14.捕縛

 不思議なバラモンの少年と別れたシャクラは只管に山々の先へ先へと進んでいた。だが、山高く木々の密度が薄れてきた頃、天眼を開くまでもなく他者の気配を察知して足を止めた。樹木の上から、そして岩の内側からの視線は決して好意的なものとは感じられない。

(待ち伏せされたか)

 迂闊な行動には幾らでも思い当たる。カラヴィンカやバラモンの少年の対話に時間を割いてしまった。おまけに変身を解いて正体を現すという大胆な振る舞いに及んでしまった。それが仇になったに違いない。或いは鳥達に彼の外観を笑われた時、今待ち構えている者達も既にシャクラの姿を捉えていたのか。

(さてどうするか。まさか剣を抜き弓を引いて争うわけにもいくまい。……いや、そもそも俺の今の武器は身一つだったな。これでは勝算もない)

 シャクラの思い直したとおり、アーリアの神々のものでない土地では自己の転移と同じく、武器についても一念で瞬時に取り出せはしない。戦おうとすれば人間や他の神の魔術による補助が必要になる。

 彼に選べるのは逃走しかない。獣の足や鳥の翼ならば、多少は早いはずだ。ただし前者の場合、彼を敵の矢から守ってくれる木々はそう長くない内に尽きる。一気に距離を空けて諦めさせるしかない。

(となると、この先は空を飛んでいくしかないな。)

 シャクラは鷹の姿を取った。同時に何者かの合図と、弓を引き絞る複数の音が聞こえた。矢が放たれる前に空を目指して飛び立とうとし……彼は肩に鋭い痛みを感じた。尋常でない早さの矢を放つ猛者の手によるものか、或いは合図は彼の判断を鈍らせる為の陽動で、既に射手の矢は放たれていたのか。

 いずれにせよ、神とはいえ鳥の身体でいる内は、矢が刺さったままでは飛行に支障が出る。彼は痛みを堪え勢いを緩めず飛び去る気でいるが、体勢は否が応にもふらつく。

 背後で更に弓から矢が放たれる音がする。シャクラは思い切り左右に身を振り、千鳥足で歩く泥酔者のように飛んだ。矢の大半は空しく弧の頂を過ぎ地に落ちた。
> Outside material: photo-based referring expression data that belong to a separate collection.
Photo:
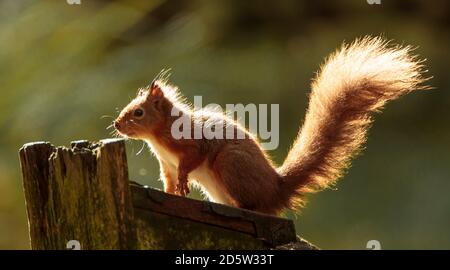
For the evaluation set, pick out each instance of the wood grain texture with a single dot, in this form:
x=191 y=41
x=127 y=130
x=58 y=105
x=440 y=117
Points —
x=83 y=193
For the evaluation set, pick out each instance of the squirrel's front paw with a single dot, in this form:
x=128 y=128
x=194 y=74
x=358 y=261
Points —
x=182 y=188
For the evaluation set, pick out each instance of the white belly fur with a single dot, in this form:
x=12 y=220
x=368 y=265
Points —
x=202 y=175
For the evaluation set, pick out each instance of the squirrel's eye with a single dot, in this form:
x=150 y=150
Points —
x=138 y=113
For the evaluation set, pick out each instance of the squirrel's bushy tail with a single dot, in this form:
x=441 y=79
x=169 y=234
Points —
x=354 y=82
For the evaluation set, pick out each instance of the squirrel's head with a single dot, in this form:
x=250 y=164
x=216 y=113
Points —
x=145 y=113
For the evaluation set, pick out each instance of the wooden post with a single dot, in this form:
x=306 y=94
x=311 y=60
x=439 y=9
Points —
x=79 y=193
x=81 y=197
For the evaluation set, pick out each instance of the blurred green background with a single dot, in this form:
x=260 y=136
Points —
x=64 y=66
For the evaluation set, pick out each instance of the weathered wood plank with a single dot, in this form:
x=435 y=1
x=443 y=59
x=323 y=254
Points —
x=270 y=230
x=83 y=193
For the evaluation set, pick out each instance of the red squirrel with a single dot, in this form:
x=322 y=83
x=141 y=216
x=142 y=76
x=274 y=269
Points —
x=353 y=83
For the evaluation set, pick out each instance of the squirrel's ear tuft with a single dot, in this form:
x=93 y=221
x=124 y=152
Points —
x=155 y=90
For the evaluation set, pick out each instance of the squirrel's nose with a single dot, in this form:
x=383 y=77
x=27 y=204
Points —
x=116 y=125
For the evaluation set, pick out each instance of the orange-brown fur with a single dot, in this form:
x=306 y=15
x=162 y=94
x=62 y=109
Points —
x=354 y=82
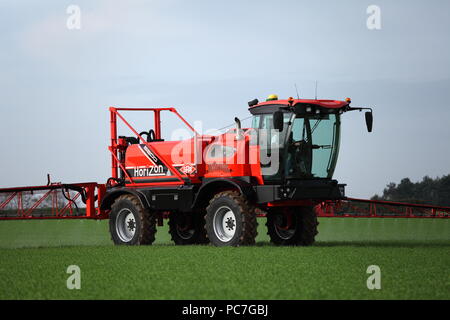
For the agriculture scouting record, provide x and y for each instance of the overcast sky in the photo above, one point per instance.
(207, 59)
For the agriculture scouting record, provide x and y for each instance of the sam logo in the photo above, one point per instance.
(188, 169)
(149, 171)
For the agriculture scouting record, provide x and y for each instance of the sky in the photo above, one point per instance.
(207, 59)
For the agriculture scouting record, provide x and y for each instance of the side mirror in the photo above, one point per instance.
(278, 120)
(369, 120)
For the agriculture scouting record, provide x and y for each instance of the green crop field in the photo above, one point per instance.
(413, 256)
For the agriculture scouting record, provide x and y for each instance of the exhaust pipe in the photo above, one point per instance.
(239, 133)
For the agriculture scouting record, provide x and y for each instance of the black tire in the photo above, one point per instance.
(292, 227)
(237, 228)
(187, 228)
(127, 214)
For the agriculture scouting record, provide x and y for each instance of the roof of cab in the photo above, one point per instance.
(331, 104)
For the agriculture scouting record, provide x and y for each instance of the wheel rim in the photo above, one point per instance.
(125, 225)
(224, 224)
(284, 226)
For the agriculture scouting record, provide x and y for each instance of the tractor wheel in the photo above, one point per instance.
(187, 228)
(230, 220)
(290, 227)
(130, 223)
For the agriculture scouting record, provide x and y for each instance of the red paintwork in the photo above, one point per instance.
(194, 163)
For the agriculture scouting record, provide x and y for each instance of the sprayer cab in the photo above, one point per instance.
(304, 135)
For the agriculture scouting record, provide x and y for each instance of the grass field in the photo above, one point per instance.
(413, 254)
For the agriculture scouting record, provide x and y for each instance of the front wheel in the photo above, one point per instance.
(130, 223)
(292, 227)
(230, 220)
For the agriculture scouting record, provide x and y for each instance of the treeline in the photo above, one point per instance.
(428, 191)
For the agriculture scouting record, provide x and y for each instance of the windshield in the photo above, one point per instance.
(308, 145)
(311, 146)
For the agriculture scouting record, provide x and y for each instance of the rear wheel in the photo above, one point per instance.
(230, 220)
(130, 223)
(187, 228)
(292, 227)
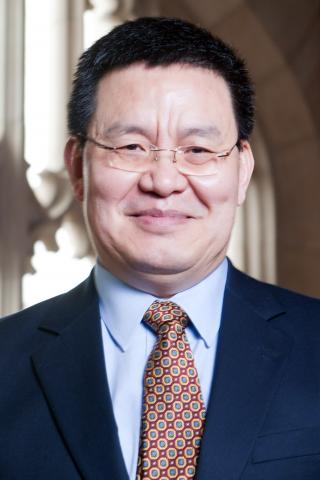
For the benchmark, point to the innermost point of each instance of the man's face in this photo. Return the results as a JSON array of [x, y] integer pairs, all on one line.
[[160, 231]]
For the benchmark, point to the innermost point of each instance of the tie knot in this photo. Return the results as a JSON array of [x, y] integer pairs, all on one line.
[[159, 314]]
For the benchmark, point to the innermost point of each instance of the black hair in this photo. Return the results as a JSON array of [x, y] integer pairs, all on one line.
[[159, 41]]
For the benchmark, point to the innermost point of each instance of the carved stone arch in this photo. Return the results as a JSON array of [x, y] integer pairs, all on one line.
[[280, 41]]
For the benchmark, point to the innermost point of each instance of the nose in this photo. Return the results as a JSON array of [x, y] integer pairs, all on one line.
[[163, 178]]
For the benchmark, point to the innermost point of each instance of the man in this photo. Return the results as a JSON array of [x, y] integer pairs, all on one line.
[[167, 363]]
だが、更なる二本の矢に背中を穿たれた彼も、それ以上飛び続けることはできなかった。

 シャクラは地上を確認し、追手から離れた位置によろよろと降りた。デーヴァの姿に戻って背中と肩の矢を抜き、幻力で止血した。湖までは、もう少しだ。彼の足が向かうべき場所はそこしかない。最早僅かな時間も立ち止まってはいられない。シャクラは視界の隅に水牛に似た動物の群れを捉えた。

(あれに混じれば、追手の目をやり過ごしながら先に進める。彼らが飲み水を求めあの湖に向かっているのならば、好都合だが。)

 獣の群れに向かって歩き出し、数歩進んだところで、目の前に突如として槍が突き付けられた。より正確に言えば、頭上から槍を持ったヤクシャの戦士が降ってきた。予想外の事態にシャクラは息を呑んだ。

「武器を地面に置いて大人しくしろ」

「馬鹿な、どうやって」

 彼がそう言っている合間にも、背後からもう一人の足音がした。どうやらこれ以上の抵抗は無駄であるらしい。シャクラは観念してありのままを告げた。

「俺が頼れるのはこの身一つだ。剣も弓も持って来なかった。ヤクシャ族と争いに来たわけではないからな」

「どうだかな」

 ヤクシャの戦士は険しい表情を浮かべた。その容貌は人間に換算すれば三十代半ば、角ばった顔の目つきは鋭く、口を開く度に鋭い牙が目立つ。また鍛え上げられた肉体は並の兵ではないことを伺わせる。

 もう一人がシャクラのすぐ後ろに立ち、呪文を唱えながら背中に触れた。ぞわりと得体の知れない感触が触れられた場所から全身に伝播し、彼は思わず顔を顰めた。

「パーンチカ将軍、この男は確かに武器を隠し持っていません」

(今の術で見抜いたのか。どういった理屈だ? ブリハスパティ先生はご存じだろうか。)

 背後の戦士は彼の何を探ったのか。発言の真偽を見抜く術か、或いは武器に反応する術か。此度のシャクラは妻に逢うだけの旅路には必要ないという理由でヴァジュラも置いて来たが、その判断は正解であったかもしれない。

「そうか。では連行する。拘束を決して緩めるなよ」

 パーンチカと呼ばれた男は低い声でそう指示を出したきり、配下がシャクラを縛り終わるまで口を利かず、ただ黙って貫くような鋭い視線でこのデーヴァの全身を隈なく眺め回していた。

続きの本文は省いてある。